Assessing multiple score functions in Rosetta for drug discovery

  • Shannon T. Smith,

    Roles Conceptualization, Data curation, Formal analysis, Funding acquisition, Investigation, Methodology, Validation, Writing – original draft, Writing – review & editing

    Affiliations Chemical and Physical Biology Program, Vanderbilt University, Nashville, Tennessee, United States of America, Center for Structural Biology, Vanderbilt University, Nashville, Tennessee, United States of America

  • Jens Meiler

    Roles Conceptualization, Formal analysis, Methodology, Supervision, Writing – review & editing

    jens@meilerlab.org

    Affiliations Center for Structural Biology, Vanderbilt University, Nashville, Tennessee, United States of America, Departments of Chemistry, Pharmacology, and Biomedical Informatics, Center for Structural Biology and Institute of Chemical Biology, Nashville, Tennessee, United States of America, Institute for Drug Discovery, Leipzig University Medical School, Leipzig, Städelschule, Germany

Abstract

Rosetta is a computational software suite containing algorithms for a wide variety of macromolecular structure prediction and design tasks including small molecule protocols commonly used in drug discovery or enzyme design. Here, we benchmark RosettaLigand score functions and protocols in comparison to results of other software recently published in the Comparative Assessment of Score Functions (CASF-2016). The CASF-2016 benchmark covers a wide variety of tests including scoring and ranking multiple compounds against a target, ligand docking of a small molecule to a target, and virtual screening to extract binders from a compound library. Direct comparison to the score functions provided by CASF-2016 results shows that the original RosettaLigand score function ranks among the top software for scoring, ranking, docking and screening tests. Most notably, the RosettaLigand score function ranked 2/34 among other report score functions in CASF-2016. We additionally perform a ligand docking test with full sampling to mimic typical use cases. Despite improved performance of newer score functions in canonical protein structure prediction and design, we demonstrate here that more recent Rosetta score functions have reduced performance across all small molecule benchmarks. The tests described here have also been uploaded to the Rosetta scientific benchmarking server and will be run weekly to track performance as the code is continually being developed.

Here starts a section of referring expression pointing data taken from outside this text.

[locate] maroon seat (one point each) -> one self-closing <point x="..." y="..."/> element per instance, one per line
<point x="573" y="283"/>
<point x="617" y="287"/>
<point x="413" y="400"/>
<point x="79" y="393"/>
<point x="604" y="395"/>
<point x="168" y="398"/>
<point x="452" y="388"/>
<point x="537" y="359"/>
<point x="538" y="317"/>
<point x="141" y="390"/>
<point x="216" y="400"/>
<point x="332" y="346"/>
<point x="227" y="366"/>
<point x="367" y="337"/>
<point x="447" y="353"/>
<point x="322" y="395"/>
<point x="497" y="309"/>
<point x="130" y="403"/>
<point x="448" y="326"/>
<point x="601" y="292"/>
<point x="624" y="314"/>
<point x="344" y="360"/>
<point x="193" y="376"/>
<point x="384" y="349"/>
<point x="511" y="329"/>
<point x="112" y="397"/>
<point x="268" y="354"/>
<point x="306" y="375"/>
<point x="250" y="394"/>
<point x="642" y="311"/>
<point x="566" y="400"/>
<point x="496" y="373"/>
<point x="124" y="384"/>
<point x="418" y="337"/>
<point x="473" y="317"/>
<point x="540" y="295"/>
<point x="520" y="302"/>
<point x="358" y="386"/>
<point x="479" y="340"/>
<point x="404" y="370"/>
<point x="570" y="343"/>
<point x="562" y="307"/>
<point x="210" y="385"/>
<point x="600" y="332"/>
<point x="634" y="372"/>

Citation: Smith ST, Meiler J (2020) Assessing multiple score functions in Rosetta for drug discovery. PLoS ONE 15(10): e0240450. https://doi.org/10.1371/journal.pone.0240450

Editor: Emilio Gallicchio, Brooklyn College of the City University of New York, UNITED STATES

Received: June 9, 2020; Accepted: September 27, 2020; Published: October 12, 2020

Copyright: © 2020 Smith, Meiler. This is an open access article distributed under the terms of the Creative Commons Attribution License, which permits unrestricted use, distribution, and reproduction in any medium, provided the original author and source are credited.

Data Availability: The Rosetta 3.10 software suite is publicly available and the license is free for non-commercial users at http://www.rosettacommons.org/. Method details can be found in the Rosetta Commons documentation and are included with Rosetta 3.10 under the directory “demos/tutorials/ligand_docking” or downloadable from the Meiler Lab website. Any additional information reported here can be found in the attached Protocol Capture.

Funding: STS received funding for this work through the National Cancer Institute of the National Institutes of Health (F31 CA243353). STS also received funding through the PhRMA Foundation’s Pre-Doctoral Fellowship in Informatics (phrmafoundation.org). The funders had no role in study design, data collection and analysis, decision to publish, or preparation of the manuscript.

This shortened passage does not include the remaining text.